Я ушла с вокзала, кляня мальчишку на все корки, вернулась в центр. Я обожала мою старенькую, облезлую комнату в коммунальной квартире на берегу Фонтанки. Стены ее облупились. В коридорах пахло краской и капустой. Оконные рамы подгнили. И все же она меня утешала. Потолки у нас были высокие, с карнизами, которые, правда, плесневели в углах. Мебель темного дерева, казалось, хранила некую тайну; дверь покрывала сложная резьба; свет лился летними днями в окна. И когда по реке проходило суденышко, я слышала, как волны плещутся о камень берегов.

Несколько часов я просидела у окна, глядя на улицу. Вернулся Иосиф, галстук на нем сидел криво.

– Придет, никуда не денется, – сказал он.

Иосиф поел, покряхтел и лег спать, а я вдруг представилась себе какой-то фарфоровой посудиной – блюдцем без чашки, что ли, или крышкой от чайничка, красивой и бесполезной.

Я походила по комнате – двенадцать шагов от окна до двери, шесть в поперечном направлении. Приближался срок сдачи переводных стихов, но у меня не было ни сил, ни желания возиться с ними. Я, как маньячка, разглядывала себя в зеркале, так и этак поворачивая лицо.
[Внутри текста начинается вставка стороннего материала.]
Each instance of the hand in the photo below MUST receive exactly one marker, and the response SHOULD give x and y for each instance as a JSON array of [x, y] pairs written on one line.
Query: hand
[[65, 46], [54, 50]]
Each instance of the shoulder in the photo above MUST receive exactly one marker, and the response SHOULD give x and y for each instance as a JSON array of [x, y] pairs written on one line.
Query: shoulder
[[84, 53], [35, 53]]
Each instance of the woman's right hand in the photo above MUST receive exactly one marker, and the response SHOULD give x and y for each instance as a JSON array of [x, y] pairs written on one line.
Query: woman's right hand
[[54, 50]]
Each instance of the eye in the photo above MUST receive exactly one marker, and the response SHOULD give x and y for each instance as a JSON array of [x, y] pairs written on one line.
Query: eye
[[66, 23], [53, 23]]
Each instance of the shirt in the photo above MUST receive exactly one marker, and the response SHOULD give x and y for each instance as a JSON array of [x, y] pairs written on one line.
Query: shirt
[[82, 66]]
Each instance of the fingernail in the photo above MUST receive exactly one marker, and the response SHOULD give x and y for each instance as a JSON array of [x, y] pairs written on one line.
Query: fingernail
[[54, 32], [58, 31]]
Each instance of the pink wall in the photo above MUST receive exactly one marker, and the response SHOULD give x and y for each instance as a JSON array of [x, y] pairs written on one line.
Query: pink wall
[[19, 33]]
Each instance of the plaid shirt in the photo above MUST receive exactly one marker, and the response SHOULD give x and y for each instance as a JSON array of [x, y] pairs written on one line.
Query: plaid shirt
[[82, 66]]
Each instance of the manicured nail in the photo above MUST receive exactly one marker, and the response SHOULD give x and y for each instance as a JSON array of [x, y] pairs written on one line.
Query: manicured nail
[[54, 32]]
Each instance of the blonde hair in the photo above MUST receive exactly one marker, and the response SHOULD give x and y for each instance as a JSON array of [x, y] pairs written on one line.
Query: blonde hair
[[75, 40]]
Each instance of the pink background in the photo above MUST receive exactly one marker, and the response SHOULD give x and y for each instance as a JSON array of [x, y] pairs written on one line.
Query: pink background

И острое чувство: что-то неладно – овладело мной. Никто из нас, думала я, не становится умнее, чище, долговечнее. Мне казалось, что молодость, принадлежавшая мне, пролетела. Как грустно! Как прискорбно! Как нелепо! Я пощипала щеки, чтобы вернуть на них краску, натянула плащ, спустилась по смрадной лестнице и стала бродить по двору, слушая звуки, доносившиеся из соседских квартир, – смех, ругань, редкие ноты, которые кто-то брал на пианино.

Стояла пора белых ночей – полуночное светло-синее небо, ни луны, ни звезд, лишь несколько отбившихся от своей компании облачков. Отец написал мне однажды, что звезды бездоннее темноты вокруг них, и я едва ли не час обдумывала, расхаживая по двору, эти слова, пока в тенях арочного прохода не обозначилась человеческая фигура.

Никакого искусства в поступи Руди я не обнаружила. Он еле волок ноги, сутулился. Да и вообще казался сошедшим с карикатуры: обвязанный веревкой чемодан, клочья волос, торчавшие под самыми разными углами из-под вельветовой шляпы. Очень худой, что лишь подчеркивалось его скулами, – впрочем, когда он приблизился, я увидела: глаза у него далеко не простые и синие.

– Где ты был? – спросила я.

– Знакомство с вами – честь для меня, – ответил он и протянул мне руку.

– Я тебя весь день дожидаюсь.

– О, – произнес он и склонил голову набок, вглядываясь чуть искоса в мое лицо, словно пытаясь понять, насколько я сурова. – Я приехал утренним поездом, – сказал он. – Наверное, вы проглядели меня на вокзале.

– И ты не видел, как я махала шляпой?

– Нет.

Я понимала, что это вранье, да еще и неумелое, но цепляться к нему не стала. Руди нервно переминался с ноги на ногу, и я спросила, чем он занимался весь день.

– По Эрмитажу ходил, – ответил он.

– Зачем?

– Смотрел картины. Ваша мама говорит, что танцовщик должен быть и художником тоже.

– Вот как?

– Да.

– И что еще она тебе говорила?

– Что неплохо быть также и музыкантом.

– А о том, что танцовщик должен уметь правильно рассчитывать время, она не упоминала?

Он пожал плечами и спросил:

– У вас есть пианино?

Глаза его на миг стали озорными, и я с трудом сдержала улыбку.

– Нет, – ответила я.

И тут с четвертого этажа к нам приплыла еще одна нота, а следом кто-то заиграл Бетховена, и очень хорошо заиграл. Лицо Руди посветлело, он сказал, что, может быть, ему удастся познакомиться с хозяином этого инструмента, добиться, чтобы тот позволил ему заниматься музыкой.